Once I’d exhaled a couple of times I was relaxed enough to look around at my surroundings. I realized I was sitting right in front of an overgrown vegetable garden. Cabbages grown to giddy heights and covered with snails, leeks that had become thick and wooden, flowering broccoli trees. I smiled, remembering what Janet had said.

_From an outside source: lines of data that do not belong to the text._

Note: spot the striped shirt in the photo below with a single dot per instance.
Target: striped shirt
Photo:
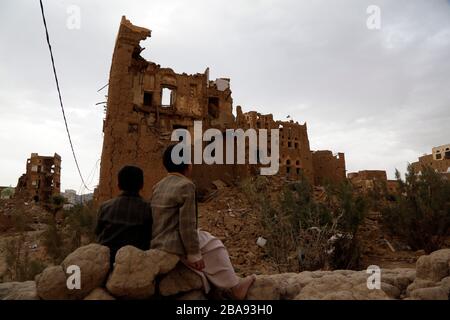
(174, 212)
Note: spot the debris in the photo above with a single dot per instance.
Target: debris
(219, 184)
(261, 242)
(389, 245)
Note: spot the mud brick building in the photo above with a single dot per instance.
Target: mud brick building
(41, 180)
(366, 179)
(328, 168)
(439, 160)
(146, 102)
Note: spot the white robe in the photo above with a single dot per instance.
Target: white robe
(218, 268)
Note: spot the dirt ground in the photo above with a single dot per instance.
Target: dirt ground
(229, 216)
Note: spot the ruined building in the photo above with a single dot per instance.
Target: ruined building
(439, 160)
(368, 179)
(146, 102)
(328, 168)
(41, 180)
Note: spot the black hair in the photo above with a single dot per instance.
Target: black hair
(131, 179)
(169, 164)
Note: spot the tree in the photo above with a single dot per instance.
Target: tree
(420, 213)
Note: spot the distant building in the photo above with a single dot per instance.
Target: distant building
(368, 179)
(6, 192)
(71, 198)
(439, 160)
(328, 167)
(41, 180)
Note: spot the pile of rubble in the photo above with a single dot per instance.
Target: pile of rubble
(229, 216)
(154, 274)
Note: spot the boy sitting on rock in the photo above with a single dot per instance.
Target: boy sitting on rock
(174, 211)
(127, 219)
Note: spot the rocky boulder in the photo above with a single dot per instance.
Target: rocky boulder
(99, 294)
(94, 264)
(18, 291)
(93, 261)
(180, 279)
(432, 281)
(135, 271)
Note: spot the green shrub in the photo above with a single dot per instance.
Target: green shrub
(420, 213)
(299, 229)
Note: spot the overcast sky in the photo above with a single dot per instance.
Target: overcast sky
(381, 96)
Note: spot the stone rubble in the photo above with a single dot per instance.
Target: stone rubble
(154, 274)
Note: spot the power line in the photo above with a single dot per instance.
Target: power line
(59, 95)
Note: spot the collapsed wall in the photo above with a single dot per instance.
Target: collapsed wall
(41, 180)
(146, 102)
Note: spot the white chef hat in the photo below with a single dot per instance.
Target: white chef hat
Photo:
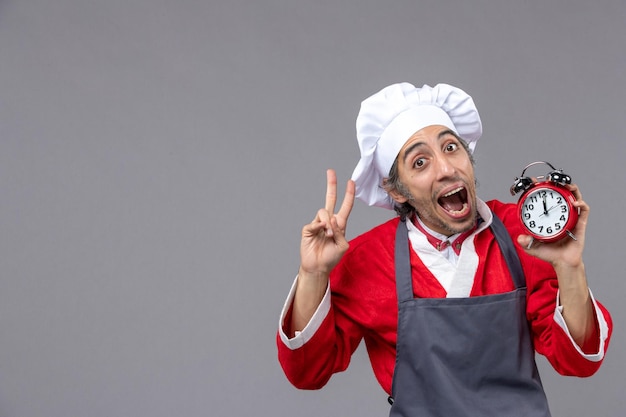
(390, 117)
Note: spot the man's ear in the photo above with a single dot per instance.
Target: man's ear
(397, 196)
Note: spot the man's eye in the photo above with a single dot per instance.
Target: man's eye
(451, 147)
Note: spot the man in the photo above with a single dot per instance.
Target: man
(450, 308)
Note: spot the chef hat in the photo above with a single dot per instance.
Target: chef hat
(390, 117)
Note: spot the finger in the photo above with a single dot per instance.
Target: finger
(348, 202)
(339, 234)
(324, 217)
(315, 227)
(331, 190)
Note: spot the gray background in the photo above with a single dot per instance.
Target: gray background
(159, 158)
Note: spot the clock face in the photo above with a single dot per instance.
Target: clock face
(547, 212)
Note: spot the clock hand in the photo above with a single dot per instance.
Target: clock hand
(546, 212)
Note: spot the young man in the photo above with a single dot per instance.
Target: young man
(450, 308)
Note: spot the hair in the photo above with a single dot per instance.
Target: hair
(393, 184)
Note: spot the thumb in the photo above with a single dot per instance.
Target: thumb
(525, 241)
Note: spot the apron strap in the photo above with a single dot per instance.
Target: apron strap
(508, 251)
(404, 282)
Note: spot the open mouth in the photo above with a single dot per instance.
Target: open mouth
(455, 202)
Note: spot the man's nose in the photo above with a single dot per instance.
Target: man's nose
(445, 168)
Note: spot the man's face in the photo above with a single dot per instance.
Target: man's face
(438, 177)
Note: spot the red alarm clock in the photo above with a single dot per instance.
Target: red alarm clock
(546, 207)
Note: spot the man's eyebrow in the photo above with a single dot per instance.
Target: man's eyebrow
(411, 149)
(416, 145)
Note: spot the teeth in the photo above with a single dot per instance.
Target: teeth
(453, 192)
(459, 211)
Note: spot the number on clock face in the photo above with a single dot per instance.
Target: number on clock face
(545, 212)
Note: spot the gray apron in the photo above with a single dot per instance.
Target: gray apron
(461, 357)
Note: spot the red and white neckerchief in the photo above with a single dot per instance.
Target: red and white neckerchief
(441, 244)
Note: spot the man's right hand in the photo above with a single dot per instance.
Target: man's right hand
(324, 239)
(322, 246)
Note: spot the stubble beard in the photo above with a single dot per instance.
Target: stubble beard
(429, 216)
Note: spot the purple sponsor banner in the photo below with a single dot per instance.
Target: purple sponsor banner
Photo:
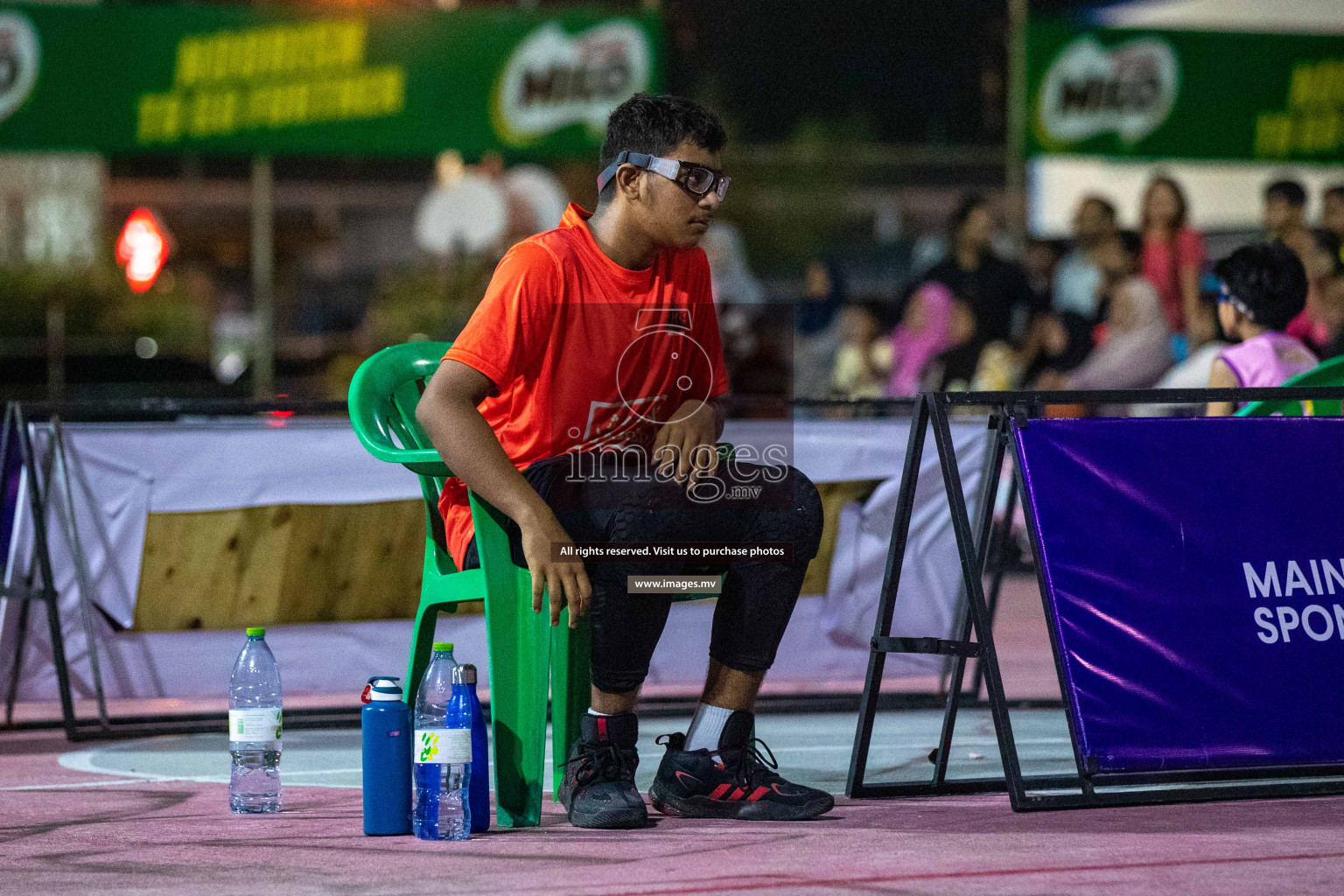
(1194, 577)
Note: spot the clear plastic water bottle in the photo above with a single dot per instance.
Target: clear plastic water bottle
(443, 750)
(255, 728)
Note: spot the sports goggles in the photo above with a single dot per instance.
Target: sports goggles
(1225, 296)
(695, 178)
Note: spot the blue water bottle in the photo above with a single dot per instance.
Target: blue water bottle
(386, 724)
(480, 788)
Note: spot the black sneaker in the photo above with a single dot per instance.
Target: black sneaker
(598, 788)
(744, 785)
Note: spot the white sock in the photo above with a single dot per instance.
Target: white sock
(706, 727)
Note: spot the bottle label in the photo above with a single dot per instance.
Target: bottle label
(256, 725)
(443, 746)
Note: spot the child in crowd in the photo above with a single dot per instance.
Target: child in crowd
(1264, 288)
(864, 355)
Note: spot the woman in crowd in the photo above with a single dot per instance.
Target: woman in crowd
(864, 356)
(1060, 343)
(817, 328)
(1136, 349)
(1172, 251)
(1264, 289)
(933, 323)
(992, 288)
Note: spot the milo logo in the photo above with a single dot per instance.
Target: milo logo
(554, 80)
(19, 57)
(1090, 90)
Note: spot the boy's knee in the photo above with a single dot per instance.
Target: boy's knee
(810, 519)
(617, 680)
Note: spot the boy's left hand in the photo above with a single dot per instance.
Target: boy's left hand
(680, 451)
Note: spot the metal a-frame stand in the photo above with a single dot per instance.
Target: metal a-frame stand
(1088, 788)
(38, 582)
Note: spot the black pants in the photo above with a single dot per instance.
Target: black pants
(759, 595)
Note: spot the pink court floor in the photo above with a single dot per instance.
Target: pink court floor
(150, 817)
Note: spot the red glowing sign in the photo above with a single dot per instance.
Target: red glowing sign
(142, 250)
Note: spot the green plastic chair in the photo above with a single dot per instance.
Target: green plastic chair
(526, 653)
(1326, 374)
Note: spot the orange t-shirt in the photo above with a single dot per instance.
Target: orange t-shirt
(584, 352)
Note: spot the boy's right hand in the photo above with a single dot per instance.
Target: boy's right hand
(566, 582)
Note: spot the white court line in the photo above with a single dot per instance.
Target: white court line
(80, 783)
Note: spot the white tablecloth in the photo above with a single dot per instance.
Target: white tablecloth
(122, 472)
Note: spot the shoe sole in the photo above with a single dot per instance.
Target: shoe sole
(742, 810)
(609, 820)
(612, 820)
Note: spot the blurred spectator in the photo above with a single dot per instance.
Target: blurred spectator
(1193, 371)
(1060, 343)
(1321, 262)
(1136, 349)
(933, 323)
(990, 286)
(1332, 211)
(1173, 254)
(766, 369)
(1285, 216)
(817, 328)
(737, 291)
(1264, 288)
(864, 356)
(1334, 306)
(732, 280)
(1040, 261)
(1078, 278)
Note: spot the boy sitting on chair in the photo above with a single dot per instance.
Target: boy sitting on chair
(596, 346)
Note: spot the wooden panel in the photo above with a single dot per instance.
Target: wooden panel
(281, 564)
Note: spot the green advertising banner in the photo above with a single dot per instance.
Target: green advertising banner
(231, 80)
(1183, 94)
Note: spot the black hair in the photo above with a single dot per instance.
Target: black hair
(1132, 242)
(970, 203)
(1289, 191)
(1108, 207)
(1269, 280)
(656, 125)
(1181, 205)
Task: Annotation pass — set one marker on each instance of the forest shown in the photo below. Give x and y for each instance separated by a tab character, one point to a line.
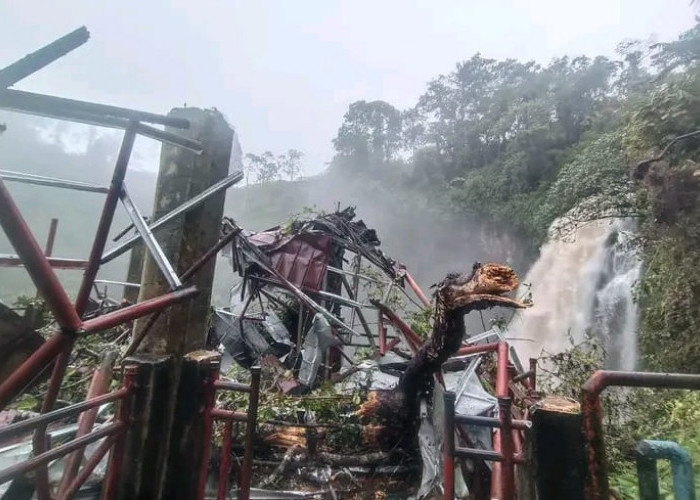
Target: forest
520	149
518	146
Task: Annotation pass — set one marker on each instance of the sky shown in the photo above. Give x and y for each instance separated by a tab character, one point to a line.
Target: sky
284	72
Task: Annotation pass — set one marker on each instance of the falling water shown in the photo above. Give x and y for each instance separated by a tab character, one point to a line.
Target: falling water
579	287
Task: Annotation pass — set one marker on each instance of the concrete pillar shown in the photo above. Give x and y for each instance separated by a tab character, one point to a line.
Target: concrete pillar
183	175
165	444
134	273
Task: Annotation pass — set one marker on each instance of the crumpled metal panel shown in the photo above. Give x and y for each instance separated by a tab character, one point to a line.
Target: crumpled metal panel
370	375
317	342
302	258
472	399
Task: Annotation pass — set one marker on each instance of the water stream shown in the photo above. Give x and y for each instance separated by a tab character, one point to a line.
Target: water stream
584	284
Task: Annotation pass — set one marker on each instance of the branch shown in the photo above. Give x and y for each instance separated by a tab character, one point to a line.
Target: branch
43	57
642	168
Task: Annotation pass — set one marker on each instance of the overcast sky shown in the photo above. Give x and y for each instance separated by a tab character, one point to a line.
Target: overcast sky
284	72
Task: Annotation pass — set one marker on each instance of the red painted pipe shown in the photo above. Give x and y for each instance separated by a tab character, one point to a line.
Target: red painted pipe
129	313
225	466
382	333
59	451
413	340
99	385
416	289
229	415
40	440
54	262
500	473
597	486
116	459
228	385
247	468
209	402
87	469
502	370
32	366
448	446
477	349
35	261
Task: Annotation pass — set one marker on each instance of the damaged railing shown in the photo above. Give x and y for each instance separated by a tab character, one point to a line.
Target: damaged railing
71	318
506	450
597	486
250	418
113	436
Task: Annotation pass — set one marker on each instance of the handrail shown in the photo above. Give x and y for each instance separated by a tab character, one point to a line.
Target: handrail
597	486
59	451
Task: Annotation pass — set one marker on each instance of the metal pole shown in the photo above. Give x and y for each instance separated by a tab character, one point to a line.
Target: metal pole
87	469
98	386
41	180
107	216
209	402
139	310
507	450
246	470
116	458
35	261
648	452
191	203
150	241
448	446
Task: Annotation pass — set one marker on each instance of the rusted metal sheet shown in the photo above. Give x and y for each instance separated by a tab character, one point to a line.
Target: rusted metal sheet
301	259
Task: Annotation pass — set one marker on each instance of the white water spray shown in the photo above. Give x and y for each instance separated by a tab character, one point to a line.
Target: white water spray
583	286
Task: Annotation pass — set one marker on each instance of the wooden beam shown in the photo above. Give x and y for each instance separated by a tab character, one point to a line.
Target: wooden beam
31	63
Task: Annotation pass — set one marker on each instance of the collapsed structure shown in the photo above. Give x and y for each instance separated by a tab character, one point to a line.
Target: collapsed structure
317	300
363	380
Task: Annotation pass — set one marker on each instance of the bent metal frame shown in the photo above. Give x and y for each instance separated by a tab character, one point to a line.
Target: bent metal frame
55	352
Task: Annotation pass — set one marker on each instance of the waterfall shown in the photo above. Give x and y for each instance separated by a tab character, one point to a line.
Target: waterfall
583	285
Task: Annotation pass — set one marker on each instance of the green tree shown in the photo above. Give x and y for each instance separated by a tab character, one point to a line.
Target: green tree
370	135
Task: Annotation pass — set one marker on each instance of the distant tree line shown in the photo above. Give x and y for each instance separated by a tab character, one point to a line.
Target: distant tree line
268	167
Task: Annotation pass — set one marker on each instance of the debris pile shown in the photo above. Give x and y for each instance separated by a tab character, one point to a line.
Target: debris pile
353	391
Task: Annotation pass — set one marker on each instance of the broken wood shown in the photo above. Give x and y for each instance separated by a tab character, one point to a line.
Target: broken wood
17	342
456	295
558	448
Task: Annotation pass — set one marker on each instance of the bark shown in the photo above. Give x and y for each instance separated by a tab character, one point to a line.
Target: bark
18	341
456	296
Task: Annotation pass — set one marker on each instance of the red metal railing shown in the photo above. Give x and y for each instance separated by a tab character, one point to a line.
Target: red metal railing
597	487
506	452
113	435
250	418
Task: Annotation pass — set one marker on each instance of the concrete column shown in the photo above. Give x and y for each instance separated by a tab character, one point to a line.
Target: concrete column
165	443
134	273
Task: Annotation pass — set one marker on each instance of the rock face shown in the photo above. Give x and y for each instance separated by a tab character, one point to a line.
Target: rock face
17	341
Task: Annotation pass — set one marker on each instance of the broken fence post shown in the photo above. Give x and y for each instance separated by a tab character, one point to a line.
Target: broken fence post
648	452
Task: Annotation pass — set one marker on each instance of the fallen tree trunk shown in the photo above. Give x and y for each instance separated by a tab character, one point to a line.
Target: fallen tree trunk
456	296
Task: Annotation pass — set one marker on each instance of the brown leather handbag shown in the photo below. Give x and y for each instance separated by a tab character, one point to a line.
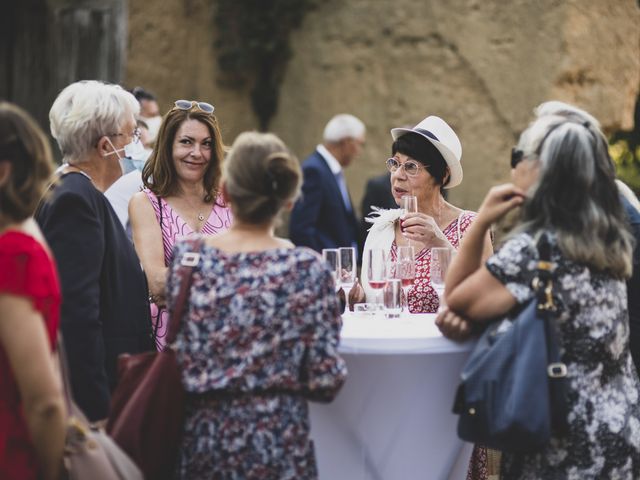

“Billy’s in the garden,” I chuckled.
Then, on the far edge of the garden, my eye caught something odd. I couldn’t make it out at first and it was bugging me. I suppose even then some part of my mind suspected the truth. Finally, I got annoyed and decided to stand up, go over and have a look.
Sure enough, between a couple of potato plants, I saw the remains of a human hand.